Why payroll must not be computed from live data
The first mistake almost every amateur payroll system makes: computing salaries directly from an attendance table that can still change. An employee files a correction to their clock-in, HR approves it — and a payslip that was already paid suddenly no longer matches the data.
The fix is a locked period. In Dexova, the monthly attendance recap locks the attendance data as a snapshot; a payroll run can only be generated from a period that is already locked. Corrections after the lock flow into the next period as adjustments — not by rewriting history.
Regulatory rules as configuration, not if-else
Overtime in Indonesia is tiered (PP 35/2021): the first hour and subsequent hours have different multipliers, and holidays are different again. Writing that as a chain of if-else means every regulatory or company-policy change is a new deploy.
In Dexova, overtime rates, the daily-rate divisor, rounding strategy, and work-week type are per-company configuration. The code only knows how to evaluate a rule; the rule's values belong to data. A nice side effect: testing a calculation becomes a matter of preparing a config + attendance input, then comparing the output.
- Tiered overtime rates for the 1st hour / subsequent hours / holidays — configuration.

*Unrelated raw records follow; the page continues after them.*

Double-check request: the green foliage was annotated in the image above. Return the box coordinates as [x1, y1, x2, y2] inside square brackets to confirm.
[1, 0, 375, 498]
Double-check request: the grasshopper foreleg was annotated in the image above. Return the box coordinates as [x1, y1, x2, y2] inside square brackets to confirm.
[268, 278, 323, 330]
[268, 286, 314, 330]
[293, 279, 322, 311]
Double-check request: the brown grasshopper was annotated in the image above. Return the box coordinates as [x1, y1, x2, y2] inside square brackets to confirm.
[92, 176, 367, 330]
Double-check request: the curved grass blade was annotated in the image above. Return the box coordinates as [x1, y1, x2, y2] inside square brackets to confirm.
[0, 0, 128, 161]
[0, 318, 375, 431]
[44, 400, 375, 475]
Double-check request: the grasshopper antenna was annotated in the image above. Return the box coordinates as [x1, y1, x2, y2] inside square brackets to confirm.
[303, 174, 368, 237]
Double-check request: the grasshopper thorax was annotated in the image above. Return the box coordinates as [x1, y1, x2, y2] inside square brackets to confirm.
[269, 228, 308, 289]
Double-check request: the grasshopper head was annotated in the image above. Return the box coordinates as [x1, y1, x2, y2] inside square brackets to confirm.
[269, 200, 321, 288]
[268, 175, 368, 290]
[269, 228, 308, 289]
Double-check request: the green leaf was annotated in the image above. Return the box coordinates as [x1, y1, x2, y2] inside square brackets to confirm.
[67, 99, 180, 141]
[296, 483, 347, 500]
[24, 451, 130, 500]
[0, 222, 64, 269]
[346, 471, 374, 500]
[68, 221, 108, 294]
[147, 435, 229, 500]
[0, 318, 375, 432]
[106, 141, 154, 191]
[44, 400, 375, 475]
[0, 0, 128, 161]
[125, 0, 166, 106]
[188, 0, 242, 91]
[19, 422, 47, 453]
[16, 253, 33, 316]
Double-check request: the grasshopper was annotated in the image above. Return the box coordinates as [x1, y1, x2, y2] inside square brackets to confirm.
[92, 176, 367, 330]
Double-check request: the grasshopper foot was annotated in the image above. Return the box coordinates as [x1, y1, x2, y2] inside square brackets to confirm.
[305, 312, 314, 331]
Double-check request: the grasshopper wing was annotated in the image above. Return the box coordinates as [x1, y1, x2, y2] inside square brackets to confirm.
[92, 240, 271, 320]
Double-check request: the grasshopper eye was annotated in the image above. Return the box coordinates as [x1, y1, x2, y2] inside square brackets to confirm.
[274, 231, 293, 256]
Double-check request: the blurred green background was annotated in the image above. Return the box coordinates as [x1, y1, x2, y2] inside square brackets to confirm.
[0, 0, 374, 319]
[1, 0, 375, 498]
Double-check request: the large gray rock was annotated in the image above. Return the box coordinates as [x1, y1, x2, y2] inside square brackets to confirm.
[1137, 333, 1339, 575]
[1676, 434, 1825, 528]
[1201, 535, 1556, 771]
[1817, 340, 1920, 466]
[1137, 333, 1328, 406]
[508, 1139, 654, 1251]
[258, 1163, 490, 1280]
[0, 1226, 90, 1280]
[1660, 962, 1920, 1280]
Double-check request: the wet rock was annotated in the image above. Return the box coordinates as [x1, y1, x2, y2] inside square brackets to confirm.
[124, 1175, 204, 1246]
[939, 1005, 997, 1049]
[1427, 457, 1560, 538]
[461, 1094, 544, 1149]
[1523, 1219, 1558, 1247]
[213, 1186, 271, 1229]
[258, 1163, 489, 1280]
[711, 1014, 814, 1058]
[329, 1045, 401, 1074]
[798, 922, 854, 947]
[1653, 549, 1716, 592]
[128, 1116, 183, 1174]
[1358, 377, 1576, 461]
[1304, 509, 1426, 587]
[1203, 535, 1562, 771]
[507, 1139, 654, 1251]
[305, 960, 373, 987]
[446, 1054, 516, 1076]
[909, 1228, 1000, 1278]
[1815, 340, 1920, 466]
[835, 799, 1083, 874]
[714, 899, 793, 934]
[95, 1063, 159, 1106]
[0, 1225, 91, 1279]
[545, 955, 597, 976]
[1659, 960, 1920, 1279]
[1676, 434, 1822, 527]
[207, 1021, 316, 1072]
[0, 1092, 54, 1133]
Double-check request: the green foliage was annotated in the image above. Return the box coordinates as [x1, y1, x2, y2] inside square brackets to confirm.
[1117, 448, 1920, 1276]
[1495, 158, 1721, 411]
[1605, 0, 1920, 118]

- Cutoff and payday are separated; payday shifts automatically on bank holidays.
- Salary components and per-employee rates (pro-rata for new hires) — data, not code.
- One-off adjustments (bonuses, THR, severance) live on the run, not as permanent components.
The payroll run as an async job
Computing salaries for hundreds of employees is not a single-HTTP-request job. A payroll run in Dexova executes as an async job with progress monitoring: HR presses one button, watches the progress, and gets a result they can review before finalizing.
The same pattern powers bulk employee import from Excel — any heavy work touching many rows must not block the UI, and must be trackable.
Attendance: guard validity at the source
Payroll is only as good as its attendance data. That is why validation happens at the point of entry: check-in via a PWA with geofencing (the app detects the nearest office and rejects clock-ins outside the radius), WFH via an approved two-address model, and attendance corrections that always go through approval — not free edits in the database.
Cleaning up dirty data later is always more expensive than rejecting it up front.
Summary
If it has to fit in one sentence: separate the rules from the code, lock the data before computing, and make heavy work a trackable job. Those three are what make payroll auditable — and what makes sleeping easier on payday.